As she watched Delphi burn, the wall of adamant that stood between her and the prophecy crumbled away. Manto was not the only one who believed Prometheus’s words were about her. The gods did too.
She was the last daughter.
17
Flight
As Danae stared at the burning city, the flames licked away the last of her resistance, leaving the truth gleaming like bones on a funeral pyre. The power that had awoken in her the day she found Alea’s body was no curse. It was fate. Her future was tied to Prometheus’s prophecy. And with that rush of realization, a voice spoke. It was inside her and yet not hers. It came from the part of her that knew things she did not yet understand.
This is only the beginning. You cannot hide from your destiny.
A thrill rippled through her body. She let it take her, and for a heartbeat she flew above her fear. She felt as though she was dissolving, while at the same time becoming part of something larger that she couldn’t quite comprehend.
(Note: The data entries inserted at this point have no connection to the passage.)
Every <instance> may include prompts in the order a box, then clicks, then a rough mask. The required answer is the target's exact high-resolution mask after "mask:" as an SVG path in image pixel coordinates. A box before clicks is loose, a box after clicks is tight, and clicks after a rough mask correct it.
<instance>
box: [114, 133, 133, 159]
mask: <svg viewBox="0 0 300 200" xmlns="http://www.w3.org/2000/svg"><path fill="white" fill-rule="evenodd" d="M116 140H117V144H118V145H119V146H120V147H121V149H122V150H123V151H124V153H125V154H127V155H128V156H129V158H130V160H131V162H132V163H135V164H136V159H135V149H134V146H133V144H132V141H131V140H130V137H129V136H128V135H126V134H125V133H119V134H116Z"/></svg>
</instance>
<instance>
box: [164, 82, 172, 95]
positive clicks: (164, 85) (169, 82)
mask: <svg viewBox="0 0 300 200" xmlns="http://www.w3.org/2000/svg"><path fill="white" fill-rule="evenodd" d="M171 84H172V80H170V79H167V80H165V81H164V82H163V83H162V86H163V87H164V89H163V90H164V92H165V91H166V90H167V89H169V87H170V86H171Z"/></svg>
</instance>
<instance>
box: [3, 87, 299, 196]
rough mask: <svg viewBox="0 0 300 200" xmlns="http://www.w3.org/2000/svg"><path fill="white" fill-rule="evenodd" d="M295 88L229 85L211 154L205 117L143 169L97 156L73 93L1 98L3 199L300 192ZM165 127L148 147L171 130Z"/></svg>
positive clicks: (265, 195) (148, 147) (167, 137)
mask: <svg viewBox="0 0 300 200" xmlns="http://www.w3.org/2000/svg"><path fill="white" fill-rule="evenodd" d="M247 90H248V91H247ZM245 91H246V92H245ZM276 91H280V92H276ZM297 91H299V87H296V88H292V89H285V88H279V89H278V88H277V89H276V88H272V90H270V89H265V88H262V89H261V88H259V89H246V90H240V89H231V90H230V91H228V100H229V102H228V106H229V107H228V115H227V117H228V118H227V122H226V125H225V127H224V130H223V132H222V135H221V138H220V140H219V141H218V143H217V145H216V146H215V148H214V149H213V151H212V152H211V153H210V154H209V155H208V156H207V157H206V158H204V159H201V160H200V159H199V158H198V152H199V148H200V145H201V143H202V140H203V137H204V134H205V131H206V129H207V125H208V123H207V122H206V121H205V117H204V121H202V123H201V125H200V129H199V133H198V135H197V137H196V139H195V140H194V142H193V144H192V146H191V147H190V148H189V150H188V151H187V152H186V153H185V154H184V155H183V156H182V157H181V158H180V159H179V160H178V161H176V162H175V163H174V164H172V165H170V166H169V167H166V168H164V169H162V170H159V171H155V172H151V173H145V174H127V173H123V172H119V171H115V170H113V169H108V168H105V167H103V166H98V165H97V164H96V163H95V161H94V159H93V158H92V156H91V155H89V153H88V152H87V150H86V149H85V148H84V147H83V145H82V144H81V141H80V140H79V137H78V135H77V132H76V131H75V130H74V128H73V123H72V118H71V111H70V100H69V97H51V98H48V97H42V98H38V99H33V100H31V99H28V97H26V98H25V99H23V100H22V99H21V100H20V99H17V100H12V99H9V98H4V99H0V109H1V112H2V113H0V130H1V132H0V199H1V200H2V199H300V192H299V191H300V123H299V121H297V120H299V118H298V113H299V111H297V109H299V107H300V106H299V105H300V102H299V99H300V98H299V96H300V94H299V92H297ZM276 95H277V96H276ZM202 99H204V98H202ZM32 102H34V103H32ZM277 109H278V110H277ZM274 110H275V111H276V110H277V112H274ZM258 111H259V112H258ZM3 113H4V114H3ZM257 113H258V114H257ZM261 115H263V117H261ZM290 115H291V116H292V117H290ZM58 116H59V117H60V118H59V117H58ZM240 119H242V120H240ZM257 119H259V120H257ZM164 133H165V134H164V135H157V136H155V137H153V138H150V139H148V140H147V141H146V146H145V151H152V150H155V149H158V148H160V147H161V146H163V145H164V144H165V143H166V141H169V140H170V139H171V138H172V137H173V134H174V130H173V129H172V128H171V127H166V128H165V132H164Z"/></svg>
Then the reality of their situation came flooding back. Manto’s network of Children of Prometheus members in Delphi had been destroyed. They had said it themselves, the rest of the organization guarded their anonymity. There was no one left they knew who could help her.
No mortal.
She turned back to Manto. “Is it true that Prometheus is chained to the highest peak of the Caucasus Mountains at the end of the world?”
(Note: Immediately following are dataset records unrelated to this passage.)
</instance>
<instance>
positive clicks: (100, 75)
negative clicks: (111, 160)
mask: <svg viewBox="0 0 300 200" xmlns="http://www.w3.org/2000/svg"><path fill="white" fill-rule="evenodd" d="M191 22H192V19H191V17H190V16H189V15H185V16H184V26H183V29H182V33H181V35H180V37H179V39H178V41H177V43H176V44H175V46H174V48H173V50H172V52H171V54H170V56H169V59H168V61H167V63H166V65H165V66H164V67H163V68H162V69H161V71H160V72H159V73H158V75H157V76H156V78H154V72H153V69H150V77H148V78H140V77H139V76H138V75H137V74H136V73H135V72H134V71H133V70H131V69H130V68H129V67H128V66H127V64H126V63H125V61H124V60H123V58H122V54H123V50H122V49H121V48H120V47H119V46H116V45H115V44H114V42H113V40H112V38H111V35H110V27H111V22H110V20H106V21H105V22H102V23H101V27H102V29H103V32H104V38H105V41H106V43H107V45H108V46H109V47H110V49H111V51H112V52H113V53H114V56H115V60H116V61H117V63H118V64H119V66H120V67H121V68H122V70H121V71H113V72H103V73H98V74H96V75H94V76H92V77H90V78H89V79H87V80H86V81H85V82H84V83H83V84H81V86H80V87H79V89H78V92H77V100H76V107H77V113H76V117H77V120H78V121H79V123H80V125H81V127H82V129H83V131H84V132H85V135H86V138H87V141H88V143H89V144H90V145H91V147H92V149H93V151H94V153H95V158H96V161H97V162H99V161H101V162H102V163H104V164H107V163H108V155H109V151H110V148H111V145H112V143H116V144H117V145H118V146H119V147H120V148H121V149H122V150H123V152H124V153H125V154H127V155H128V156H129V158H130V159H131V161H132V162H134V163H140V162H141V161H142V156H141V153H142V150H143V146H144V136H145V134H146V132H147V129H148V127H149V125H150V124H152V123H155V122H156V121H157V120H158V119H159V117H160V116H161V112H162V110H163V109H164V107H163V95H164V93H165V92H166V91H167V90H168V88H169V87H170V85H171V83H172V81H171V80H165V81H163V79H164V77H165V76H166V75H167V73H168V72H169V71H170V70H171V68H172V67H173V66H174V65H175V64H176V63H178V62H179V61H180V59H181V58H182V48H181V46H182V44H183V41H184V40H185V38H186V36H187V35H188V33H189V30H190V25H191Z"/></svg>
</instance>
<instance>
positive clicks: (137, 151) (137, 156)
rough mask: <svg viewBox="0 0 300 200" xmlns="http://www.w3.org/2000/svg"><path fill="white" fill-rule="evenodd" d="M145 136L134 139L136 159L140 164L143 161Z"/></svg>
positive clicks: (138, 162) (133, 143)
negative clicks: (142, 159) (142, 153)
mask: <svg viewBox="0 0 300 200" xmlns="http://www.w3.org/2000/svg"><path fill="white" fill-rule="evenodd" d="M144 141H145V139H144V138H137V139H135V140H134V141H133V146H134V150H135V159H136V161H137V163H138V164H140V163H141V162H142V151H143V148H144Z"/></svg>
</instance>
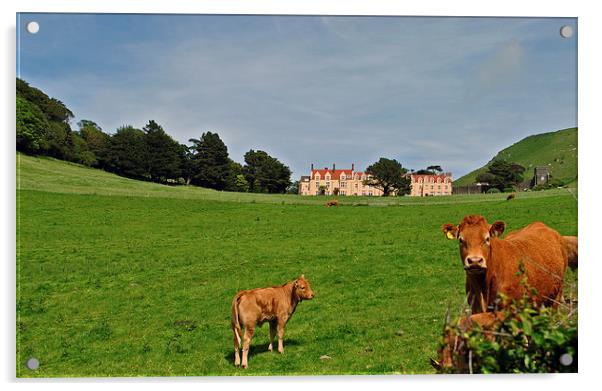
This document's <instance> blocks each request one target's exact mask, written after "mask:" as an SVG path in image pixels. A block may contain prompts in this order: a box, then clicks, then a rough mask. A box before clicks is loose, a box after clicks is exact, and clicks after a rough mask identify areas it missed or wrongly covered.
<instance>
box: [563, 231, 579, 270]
mask: <svg viewBox="0 0 602 391" xmlns="http://www.w3.org/2000/svg"><path fill="white" fill-rule="evenodd" d="M563 238H564V243H565V247H566V249H567V255H568V258H569V267H570V268H571V269H573V270H575V269H577V237H576V236H563Z"/></svg>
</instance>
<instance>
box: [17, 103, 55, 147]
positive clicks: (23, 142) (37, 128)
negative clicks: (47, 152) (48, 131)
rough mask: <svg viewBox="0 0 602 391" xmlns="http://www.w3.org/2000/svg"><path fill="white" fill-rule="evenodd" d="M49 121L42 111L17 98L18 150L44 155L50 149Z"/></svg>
mask: <svg viewBox="0 0 602 391" xmlns="http://www.w3.org/2000/svg"><path fill="white" fill-rule="evenodd" d="M48 128H49V124H48V120H47V119H46V116H45V115H44V113H42V110H40V108H39V107H38V106H36V105H35V104H33V103H31V102H30V101H28V100H27V99H25V98H22V97H20V96H17V150H19V151H23V152H29V153H44V152H46V150H47V149H48V139H47V136H48V135H47V133H48Z"/></svg>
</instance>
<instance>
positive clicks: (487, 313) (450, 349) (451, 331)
mask: <svg viewBox="0 0 602 391" xmlns="http://www.w3.org/2000/svg"><path fill="white" fill-rule="evenodd" d="M504 318H505V316H504V314H503V313H501V312H481V313H479V314H473V315H470V316H464V317H462V318H460V320H459V321H458V325H457V327H452V328H449V329H446V330H445V335H444V337H443V345H442V346H441V348H440V349H439V360H438V361H437V360H433V359H432V358H431V365H432V366H433V367H435V369H437V370H446V369H451V368H454V370H455V371H456V372H460V373H467V372H469V363H468V349H467V346H466V340H465V338H464V337H463V336H462V335H461V334H464V333H466V332H468V331H470V330H472V329H473V328H474V327H475V326H478V327H479V328H480V329H481V330H483V331H484V332H487V331H488V330H492V329H494V328H495V326H496V325H497V324H499V322H501V321H503V320H504ZM458 332H459V333H460V335H459V334H458ZM486 337H487V338H488V339H490V340H493V335H487V334H486Z"/></svg>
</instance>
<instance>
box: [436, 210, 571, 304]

They nodded. “That’s what my father said.”
Danae drew a deep breath. “He made the prophecy, and I think he might be the only one who can help me fulfil it.” She looked down the right fork of the road. “You say that way leads to a port?”
Manto nodded.
“Then let’s find ourselves a boat.”
It didn’t take Danae and Manto long to reach Cirrha. The town was a small cluster of low stone buildings, built on a protruding leg of Mount Parnassus. After the last row of houses the cliff fell away to a sheer drop below. The port itself was only accessible by deep, wide steps carved into the rock face.
Woken by the commotion, the inhabitants of Cirrha emerged from their homes to see a flood of people pouring through their little town. Most ran back inside and bolted their doors. Those who stayed to stare at the burning sky were absorbed by the throng and dragged with it.